Palus: swamp, stagnant water—the word is also applicable as a name for the Stygian lake, Avernus. The swamp is an intermediate realm, neither land nor water, miasmatic and shadowy. Malaria is bad air, unhealthy just like the name of that illness that leads to an early death or to a lethargic existence. It is interwoven with the fate of the European not only in the tropical colonies, but even on the margins of his own continent. Energy is extinguished, the quantity of red blood cells is diminished.
Children born with malaria waste away; many die immediately after they are born. I saw them, delicate and pale like starved buds, during my first visits to Cerdeña. Naturally, the islanders had obtained some relative insurance against it at least by “pre-immunization”—the expression is derived from the theory of tuberculosis and means protection by re-infection with the organism. Resistance has been acquired over the course of generations, as an inherited advantage. The power of the disease has been attenuated, little by little, like that of a wave that goes to die on the surface of the beach. The foreigner does not enjoy this advantage. The Roman official who moved to Cerdeña expected to last for three years; his coffin was shipped along with his baggage.
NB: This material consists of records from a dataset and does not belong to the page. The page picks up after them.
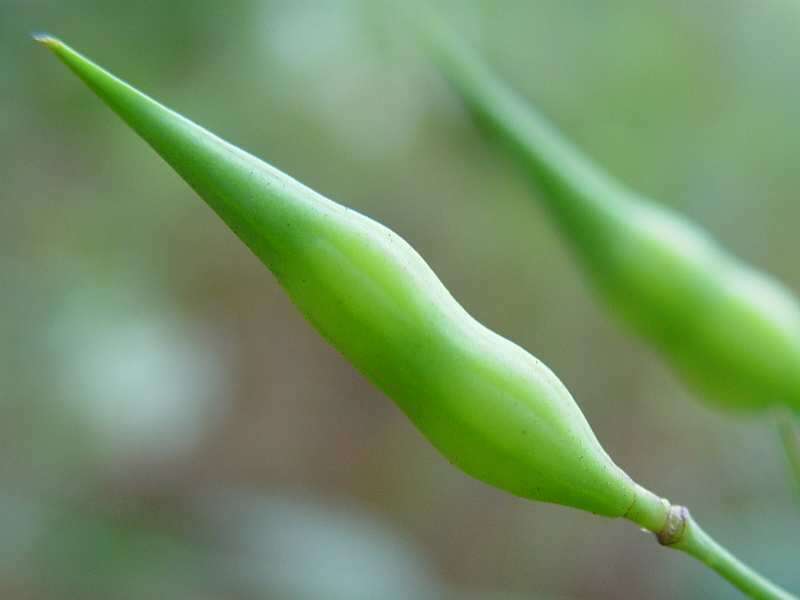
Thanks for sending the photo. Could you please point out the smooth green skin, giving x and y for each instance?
(490, 407)
(731, 332)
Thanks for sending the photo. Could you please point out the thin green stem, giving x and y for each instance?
(790, 439)
(701, 546)
(675, 528)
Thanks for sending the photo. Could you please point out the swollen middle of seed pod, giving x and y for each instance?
(489, 406)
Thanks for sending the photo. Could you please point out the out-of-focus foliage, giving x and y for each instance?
(147, 360)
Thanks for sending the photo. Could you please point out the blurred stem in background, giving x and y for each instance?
(789, 435)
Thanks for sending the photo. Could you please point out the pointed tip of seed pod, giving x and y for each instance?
(47, 40)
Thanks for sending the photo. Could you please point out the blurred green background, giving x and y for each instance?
(170, 427)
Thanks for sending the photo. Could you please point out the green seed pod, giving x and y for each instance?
(731, 332)
(490, 407)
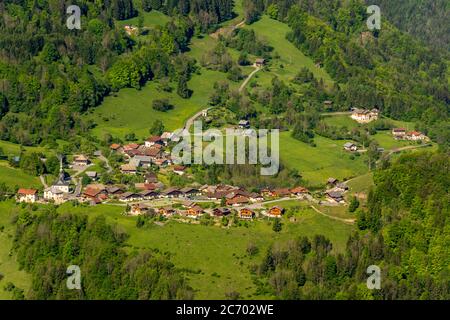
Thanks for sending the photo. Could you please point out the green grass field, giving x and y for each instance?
(15, 177)
(9, 268)
(219, 254)
(317, 164)
(292, 59)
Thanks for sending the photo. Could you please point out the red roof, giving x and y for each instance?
(27, 191)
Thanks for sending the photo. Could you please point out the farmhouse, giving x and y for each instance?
(349, 146)
(415, 136)
(195, 211)
(260, 62)
(128, 169)
(130, 196)
(150, 142)
(244, 124)
(220, 212)
(365, 116)
(399, 133)
(81, 160)
(180, 170)
(138, 209)
(335, 197)
(276, 212)
(246, 214)
(167, 211)
(27, 195)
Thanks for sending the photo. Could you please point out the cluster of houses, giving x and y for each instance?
(144, 155)
(336, 191)
(403, 134)
(364, 115)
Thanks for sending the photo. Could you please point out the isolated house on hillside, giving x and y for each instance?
(27, 195)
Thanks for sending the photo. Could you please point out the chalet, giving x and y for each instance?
(332, 181)
(246, 214)
(55, 194)
(190, 192)
(365, 116)
(91, 193)
(92, 175)
(282, 192)
(131, 146)
(415, 136)
(167, 211)
(116, 147)
(149, 194)
(244, 124)
(130, 196)
(349, 146)
(335, 196)
(220, 212)
(128, 169)
(151, 177)
(299, 191)
(138, 209)
(114, 191)
(275, 212)
(27, 195)
(150, 142)
(172, 193)
(260, 62)
(180, 170)
(399, 133)
(81, 160)
(141, 161)
(145, 186)
(237, 200)
(195, 211)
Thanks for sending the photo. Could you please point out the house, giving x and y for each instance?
(299, 191)
(81, 161)
(150, 142)
(220, 212)
(195, 211)
(130, 196)
(180, 170)
(350, 147)
(151, 177)
(141, 161)
(332, 181)
(92, 175)
(365, 116)
(172, 193)
(55, 194)
(149, 194)
(335, 196)
(415, 136)
(260, 62)
(285, 192)
(190, 192)
(244, 124)
(128, 169)
(276, 212)
(246, 214)
(138, 209)
(167, 211)
(116, 147)
(114, 191)
(399, 133)
(237, 200)
(27, 195)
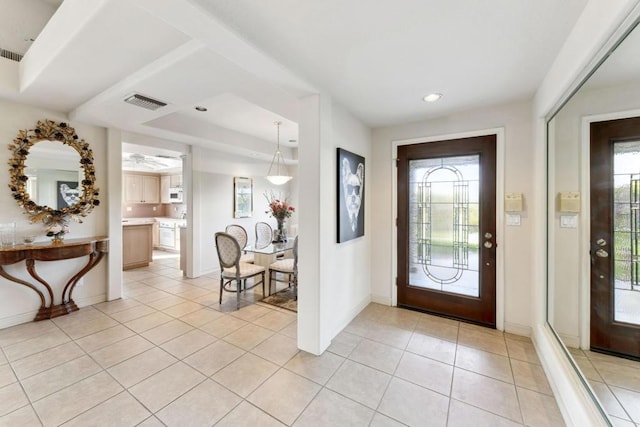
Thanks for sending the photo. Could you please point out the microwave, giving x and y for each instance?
(175, 195)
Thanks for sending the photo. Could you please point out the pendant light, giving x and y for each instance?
(277, 178)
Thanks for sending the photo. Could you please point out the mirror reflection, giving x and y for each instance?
(594, 230)
(55, 174)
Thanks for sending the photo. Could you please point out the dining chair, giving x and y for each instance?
(289, 268)
(241, 236)
(264, 234)
(231, 269)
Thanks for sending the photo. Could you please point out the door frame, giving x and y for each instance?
(584, 307)
(500, 222)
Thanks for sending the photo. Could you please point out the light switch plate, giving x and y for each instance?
(513, 219)
(568, 221)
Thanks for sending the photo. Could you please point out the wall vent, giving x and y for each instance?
(144, 102)
(10, 55)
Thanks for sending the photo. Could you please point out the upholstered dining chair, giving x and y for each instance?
(264, 234)
(289, 268)
(240, 235)
(232, 270)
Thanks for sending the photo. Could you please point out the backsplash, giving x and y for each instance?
(146, 210)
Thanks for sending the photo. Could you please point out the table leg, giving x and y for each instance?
(265, 261)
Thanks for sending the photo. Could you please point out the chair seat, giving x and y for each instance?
(246, 270)
(283, 266)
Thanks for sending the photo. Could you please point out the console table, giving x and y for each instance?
(93, 247)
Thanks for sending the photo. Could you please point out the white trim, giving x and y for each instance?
(584, 309)
(571, 393)
(500, 231)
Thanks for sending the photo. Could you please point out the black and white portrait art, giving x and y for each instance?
(350, 195)
(68, 193)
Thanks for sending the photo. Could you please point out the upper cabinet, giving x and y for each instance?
(175, 181)
(141, 188)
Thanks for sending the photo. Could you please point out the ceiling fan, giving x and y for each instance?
(141, 162)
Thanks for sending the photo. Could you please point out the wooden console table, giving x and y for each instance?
(94, 247)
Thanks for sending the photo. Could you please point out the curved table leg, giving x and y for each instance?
(44, 311)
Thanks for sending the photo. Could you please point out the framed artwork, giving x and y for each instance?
(242, 197)
(68, 193)
(350, 195)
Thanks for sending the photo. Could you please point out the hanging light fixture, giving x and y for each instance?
(277, 178)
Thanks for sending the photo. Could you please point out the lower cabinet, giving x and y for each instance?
(137, 245)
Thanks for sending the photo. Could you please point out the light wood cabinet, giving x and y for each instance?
(141, 188)
(165, 184)
(175, 181)
(137, 243)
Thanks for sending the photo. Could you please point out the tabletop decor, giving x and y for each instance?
(279, 209)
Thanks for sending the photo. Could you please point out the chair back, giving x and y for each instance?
(228, 250)
(264, 234)
(239, 233)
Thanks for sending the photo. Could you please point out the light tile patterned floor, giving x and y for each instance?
(616, 382)
(168, 354)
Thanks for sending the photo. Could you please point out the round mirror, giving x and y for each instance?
(52, 172)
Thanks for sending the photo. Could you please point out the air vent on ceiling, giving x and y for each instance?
(144, 102)
(10, 55)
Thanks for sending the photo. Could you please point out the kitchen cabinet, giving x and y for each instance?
(137, 244)
(165, 184)
(175, 180)
(141, 188)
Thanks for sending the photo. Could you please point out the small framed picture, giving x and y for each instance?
(68, 193)
(350, 195)
(242, 197)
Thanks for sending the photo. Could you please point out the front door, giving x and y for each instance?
(615, 237)
(447, 228)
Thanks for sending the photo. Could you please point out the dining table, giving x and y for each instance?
(267, 253)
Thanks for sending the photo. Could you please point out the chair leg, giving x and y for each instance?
(238, 287)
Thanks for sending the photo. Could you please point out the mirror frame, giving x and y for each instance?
(49, 130)
(626, 26)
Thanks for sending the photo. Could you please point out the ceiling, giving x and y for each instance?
(248, 62)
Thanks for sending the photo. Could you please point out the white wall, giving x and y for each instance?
(516, 121)
(19, 304)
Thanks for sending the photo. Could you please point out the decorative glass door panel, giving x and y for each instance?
(446, 228)
(443, 226)
(626, 231)
(615, 235)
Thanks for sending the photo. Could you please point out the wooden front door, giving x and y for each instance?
(447, 228)
(615, 237)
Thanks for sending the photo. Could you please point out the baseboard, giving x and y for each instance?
(379, 299)
(351, 315)
(576, 405)
(517, 329)
(570, 340)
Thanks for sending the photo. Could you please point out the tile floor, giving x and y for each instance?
(168, 354)
(616, 382)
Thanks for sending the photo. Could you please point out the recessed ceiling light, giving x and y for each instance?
(432, 97)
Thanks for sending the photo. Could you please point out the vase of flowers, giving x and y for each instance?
(280, 209)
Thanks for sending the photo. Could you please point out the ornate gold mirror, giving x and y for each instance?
(52, 173)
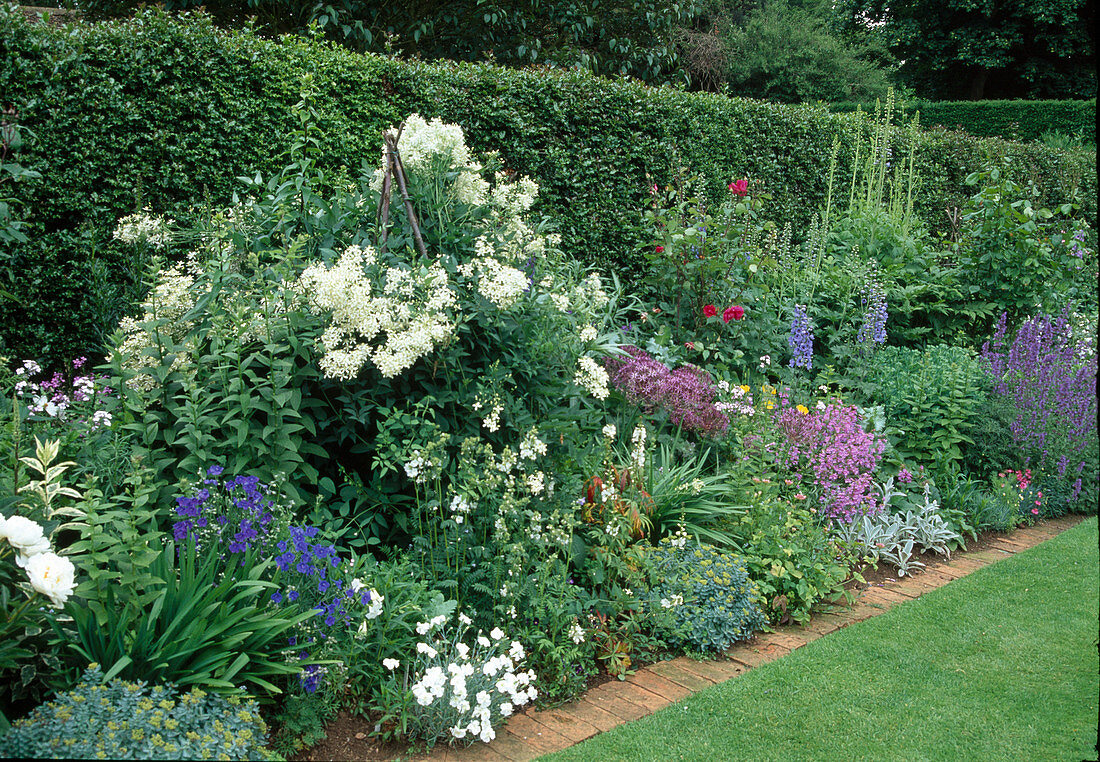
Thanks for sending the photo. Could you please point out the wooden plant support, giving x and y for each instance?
(395, 170)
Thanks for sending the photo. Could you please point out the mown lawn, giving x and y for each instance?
(999, 665)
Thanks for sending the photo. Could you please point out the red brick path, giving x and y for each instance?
(537, 732)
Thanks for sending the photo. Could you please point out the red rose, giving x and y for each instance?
(735, 312)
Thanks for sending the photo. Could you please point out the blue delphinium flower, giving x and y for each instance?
(801, 340)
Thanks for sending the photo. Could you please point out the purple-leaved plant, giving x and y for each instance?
(1051, 381)
(688, 394)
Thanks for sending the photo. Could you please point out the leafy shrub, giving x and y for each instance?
(100, 79)
(204, 628)
(710, 592)
(994, 448)
(1026, 120)
(453, 689)
(932, 397)
(119, 719)
(789, 556)
(1016, 254)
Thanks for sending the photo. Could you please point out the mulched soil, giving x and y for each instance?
(349, 738)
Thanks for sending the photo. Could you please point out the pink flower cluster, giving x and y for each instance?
(686, 394)
(63, 398)
(843, 457)
(732, 312)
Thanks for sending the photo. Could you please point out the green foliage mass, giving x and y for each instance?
(785, 54)
(932, 396)
(119, 719)
(960, 48)
(1025, 120)
(163, 113)
(616, 37)
(719, 604)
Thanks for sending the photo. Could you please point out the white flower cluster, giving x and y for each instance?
(493, 405)
(143, 228)
(734, 397)
(638, 453)
(502, 285)
(50, 574)
(418, 467)
(465, 688)
(167, 302)
(531, 446)
(679, 538)
(673, 602)
(460, 508)
(391, 327)
(592, 377)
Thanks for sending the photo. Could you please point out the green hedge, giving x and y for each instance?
(1024, 120)
(166, 113)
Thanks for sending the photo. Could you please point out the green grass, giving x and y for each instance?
(999, 665)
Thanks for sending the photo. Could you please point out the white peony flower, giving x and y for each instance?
(374, 609)
(25, 537)
(53, 576)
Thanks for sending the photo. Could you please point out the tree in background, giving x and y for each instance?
(956, 50)
(633, 37)
(779, 50)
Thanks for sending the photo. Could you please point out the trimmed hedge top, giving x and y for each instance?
(163, 112)
(1025, 120)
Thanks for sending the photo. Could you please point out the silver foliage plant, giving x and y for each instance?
(893, 537)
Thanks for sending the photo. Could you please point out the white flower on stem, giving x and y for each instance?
(52, 575)
(374, 609)
(25, 537)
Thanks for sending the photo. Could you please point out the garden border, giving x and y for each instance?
(531, 733)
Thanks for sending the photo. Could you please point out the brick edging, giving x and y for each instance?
(535, 732)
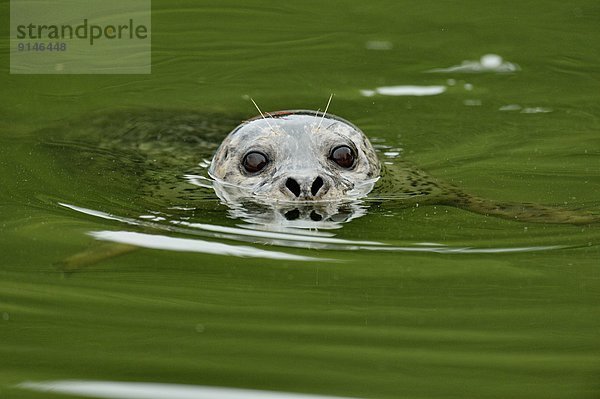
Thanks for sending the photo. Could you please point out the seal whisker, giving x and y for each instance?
(261, 113)
(326, 108)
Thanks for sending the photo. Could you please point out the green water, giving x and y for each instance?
(373, 324)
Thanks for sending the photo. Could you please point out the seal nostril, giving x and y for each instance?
(292, 215)
(293, 186)
(317, 184)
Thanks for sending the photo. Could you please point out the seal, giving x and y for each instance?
(296, 155)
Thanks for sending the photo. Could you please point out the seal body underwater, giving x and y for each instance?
(308, 156)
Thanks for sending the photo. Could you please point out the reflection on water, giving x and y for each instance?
(145, 390)
(302, 238)
(487, 63)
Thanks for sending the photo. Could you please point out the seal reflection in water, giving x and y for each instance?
(301, 165)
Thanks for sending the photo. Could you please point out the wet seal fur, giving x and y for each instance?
(298, 145)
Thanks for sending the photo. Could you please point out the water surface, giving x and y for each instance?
(403, 301)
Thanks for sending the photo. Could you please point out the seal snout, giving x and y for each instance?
(306, 187)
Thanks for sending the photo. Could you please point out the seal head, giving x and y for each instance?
(295, 156)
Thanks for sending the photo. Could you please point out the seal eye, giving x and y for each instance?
(254, 162)
(343, 156)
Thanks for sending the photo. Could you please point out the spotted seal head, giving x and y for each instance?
(299, 156)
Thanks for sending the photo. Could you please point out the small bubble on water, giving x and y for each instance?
(472, 102)
(491, 61)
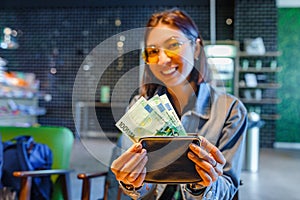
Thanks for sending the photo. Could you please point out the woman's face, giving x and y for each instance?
(170, 67)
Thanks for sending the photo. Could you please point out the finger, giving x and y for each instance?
(199, 152)
(140, 179)
(129, 166)
(206, 179)
(204, 166)
(219, 169)
(210, 148)
(127, 155)
(138, 170)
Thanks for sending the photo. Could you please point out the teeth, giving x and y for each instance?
(169, 71)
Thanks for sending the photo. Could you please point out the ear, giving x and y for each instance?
(197, 49)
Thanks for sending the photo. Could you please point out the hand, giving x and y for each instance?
(209, 161)
(130, 166)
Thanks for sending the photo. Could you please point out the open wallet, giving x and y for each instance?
(168, 161)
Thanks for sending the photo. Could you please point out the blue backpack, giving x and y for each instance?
(23, 154)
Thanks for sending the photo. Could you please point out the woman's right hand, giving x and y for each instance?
(130, 166)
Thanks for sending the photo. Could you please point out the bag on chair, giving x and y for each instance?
(23, 154)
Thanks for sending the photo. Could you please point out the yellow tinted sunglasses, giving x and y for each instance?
(171, 48)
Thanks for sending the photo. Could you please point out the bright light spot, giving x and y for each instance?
(118, 22)
(120, 44)
(53, 70)
(228, 21)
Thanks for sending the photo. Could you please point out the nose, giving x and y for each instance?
(163, 58)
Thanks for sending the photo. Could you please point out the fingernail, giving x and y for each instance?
(191, 155)
(138, 146)
(192, 146)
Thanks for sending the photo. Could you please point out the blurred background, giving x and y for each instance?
(44, 43)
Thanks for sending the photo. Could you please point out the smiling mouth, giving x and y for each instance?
(170, 71)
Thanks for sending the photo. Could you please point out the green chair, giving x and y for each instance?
(60, 140)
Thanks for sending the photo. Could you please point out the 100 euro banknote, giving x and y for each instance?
(141, 120)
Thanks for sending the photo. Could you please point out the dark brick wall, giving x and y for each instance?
(60, 36)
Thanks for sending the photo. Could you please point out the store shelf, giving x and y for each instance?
(270, 117)
(267, 54)
(259, 65)
(262, 101)
(262, 70)
(262, 86)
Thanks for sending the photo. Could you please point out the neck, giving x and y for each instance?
(181, 94)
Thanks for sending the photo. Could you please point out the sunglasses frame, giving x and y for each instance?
(168, 52)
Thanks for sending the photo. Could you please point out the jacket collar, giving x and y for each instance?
(203, 103)
(200, 107)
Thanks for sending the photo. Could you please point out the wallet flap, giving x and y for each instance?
(168, 161)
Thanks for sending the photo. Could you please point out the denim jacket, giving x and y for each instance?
(222, 119)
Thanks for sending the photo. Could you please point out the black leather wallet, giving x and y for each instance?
(168, 161)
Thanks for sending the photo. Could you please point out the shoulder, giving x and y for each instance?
(230, 101)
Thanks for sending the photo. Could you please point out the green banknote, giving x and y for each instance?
(141, 120)
(150, 118)
(172, 114)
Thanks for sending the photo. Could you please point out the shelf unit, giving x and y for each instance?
(87, 123)
(262, 96)
(17, 118)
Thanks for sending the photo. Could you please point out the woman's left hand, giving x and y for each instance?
(209, 161)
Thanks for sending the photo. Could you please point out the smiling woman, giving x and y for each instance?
(177, 67)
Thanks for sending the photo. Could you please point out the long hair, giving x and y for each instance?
(180, 20)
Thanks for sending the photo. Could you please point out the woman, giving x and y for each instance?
(176, 66)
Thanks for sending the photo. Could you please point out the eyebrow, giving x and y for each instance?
(151, 45)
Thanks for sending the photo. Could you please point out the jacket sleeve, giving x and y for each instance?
(231, 144)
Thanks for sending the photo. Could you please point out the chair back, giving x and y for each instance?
(59, 139)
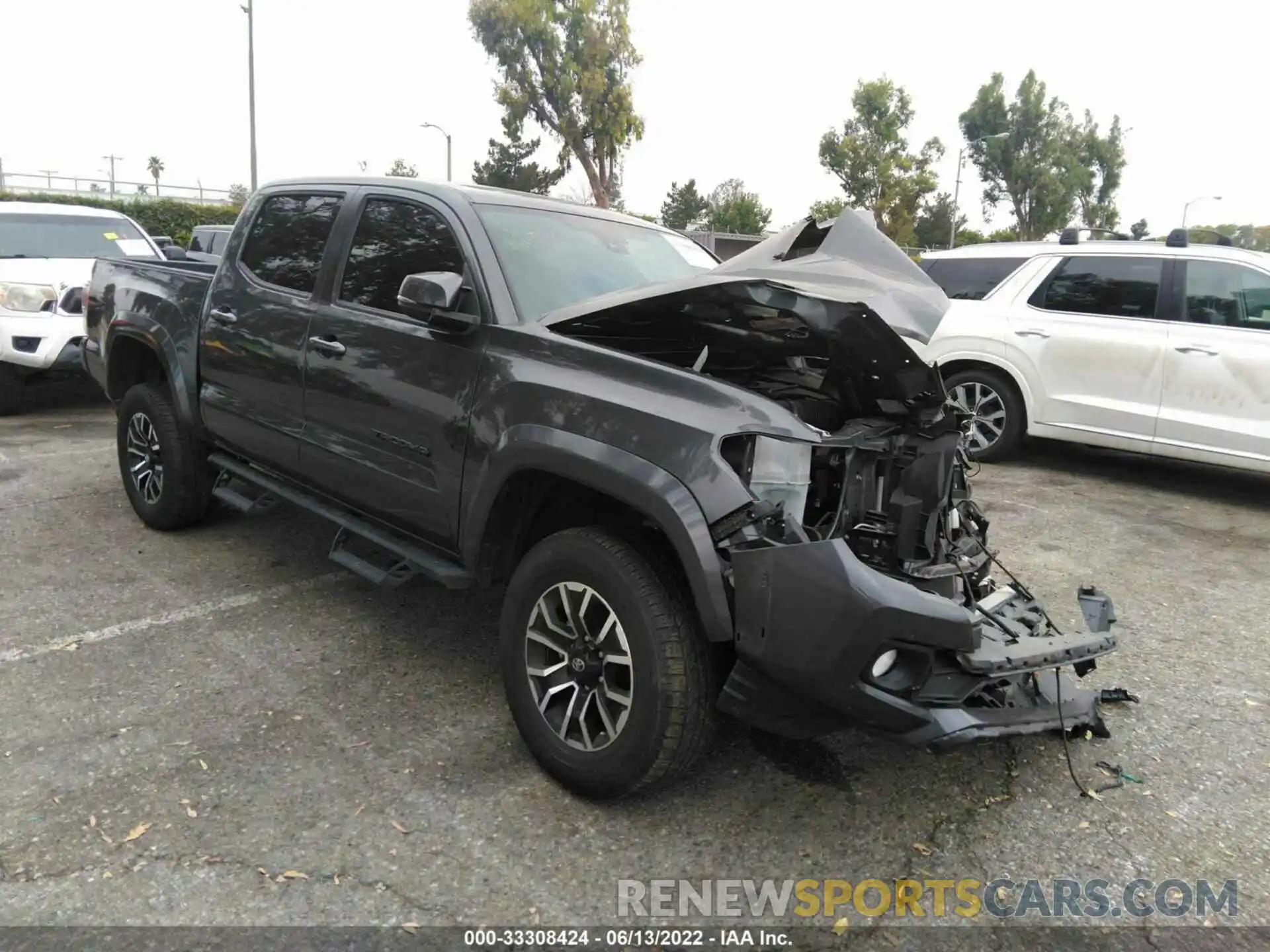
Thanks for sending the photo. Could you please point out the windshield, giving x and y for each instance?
(553, 259)
(36, 235)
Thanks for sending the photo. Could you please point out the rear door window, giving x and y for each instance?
(287, 239)
(969, 278)
(1103, 285)
(1227, 295)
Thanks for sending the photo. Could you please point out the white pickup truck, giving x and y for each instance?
(46, 257)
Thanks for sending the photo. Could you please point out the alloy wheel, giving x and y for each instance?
(579, 666)
(145, 462)
(987, 411)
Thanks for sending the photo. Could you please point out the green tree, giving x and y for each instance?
(683, 206)
(734, 211)
(827, 208)
(154, 165)
(1033, 167)
(402, 171)
(567, 63)
(872, 160)
(935, 220)
(508, 167)
(1097, 168)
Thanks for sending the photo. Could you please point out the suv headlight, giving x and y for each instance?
(27, 299)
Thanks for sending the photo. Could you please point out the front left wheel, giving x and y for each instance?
(607, 676)
(163, 465)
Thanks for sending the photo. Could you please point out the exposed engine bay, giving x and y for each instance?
(860, 571)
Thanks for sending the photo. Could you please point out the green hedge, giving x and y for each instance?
(158, 216)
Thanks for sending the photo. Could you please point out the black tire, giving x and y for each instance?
(1007, 399)
(671, 717)
(185, 489)
(12, 387)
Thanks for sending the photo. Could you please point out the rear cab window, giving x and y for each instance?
(287, 240)
(969, 278)
(1111, 286)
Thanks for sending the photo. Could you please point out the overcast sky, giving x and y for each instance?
(727, 91)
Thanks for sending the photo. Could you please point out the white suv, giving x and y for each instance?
(46, 257)
(1154, 347)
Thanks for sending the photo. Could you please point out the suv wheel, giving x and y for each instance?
(11, 390)
(607, 677)
(997, 427)
(164, 469)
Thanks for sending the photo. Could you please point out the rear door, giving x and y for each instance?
(1090, 342)
(255, 324)
(388, 397)
(1217, 368)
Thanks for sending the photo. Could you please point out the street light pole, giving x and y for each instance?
(251, 80)
(113, 159)
(956, 187)
(448, 143)
(1202, 198)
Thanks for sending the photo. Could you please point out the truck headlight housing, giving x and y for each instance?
(27, 299)
(775, 470)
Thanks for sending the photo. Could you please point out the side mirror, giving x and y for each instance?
(431, 296)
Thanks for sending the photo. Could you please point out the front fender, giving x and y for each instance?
(630, 479)
(149, 332)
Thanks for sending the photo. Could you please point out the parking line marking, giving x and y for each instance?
(202, 610)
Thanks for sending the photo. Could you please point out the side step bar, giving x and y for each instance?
(411, 560)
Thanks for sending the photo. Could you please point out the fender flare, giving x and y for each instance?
(647, 488)
(155, 337)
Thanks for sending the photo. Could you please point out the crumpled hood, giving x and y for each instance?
(841, 294)
(849, 260)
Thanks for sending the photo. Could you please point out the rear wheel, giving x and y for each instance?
(999, 422)
(11, 390)
(163, 465)
(607, 677)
Even in our century there were neighborhoods in Rome where, during the dog days of summer, malaria came; a walk through the foreigners’ cemetery near the Pyramid of Cestius is instructive in this regard. In Baedeker’s Guide it is recommended that one should keep one’s windows closed when the train is passing through the countryside.
The great era of the swamps passed when the birds and the mammals arrived and the number of volcanoes declined. Skin and plumage now had to supply what the earth had provided in the past from its own bosom. Food was abundant in the warm lands, where dragons and monsters lived, and above all the serpent, as a symbol of the power of life that also embraced death. It lay under the great hemlock or on the dead roots of the mangrove, bathed in the light of a pale sun.
The swamp is hostile to consciousness and history, but not to the life force. In the swamp there are neither ancestors nor heroes nor complex organizations. For history, with its consciousness of time, to be able to proceed, it was necessary that first the heroes should drain the swamps and clear the land. Cultivation followed them into the gullies and ravines, after they killed the monsters that lived there. This is merely one example of the great transformations that spread over the sea and the mountains; the brilliant light came with Aries—as a solar sign it dissolves the sign of Taurus, whose nature is entirely telluric.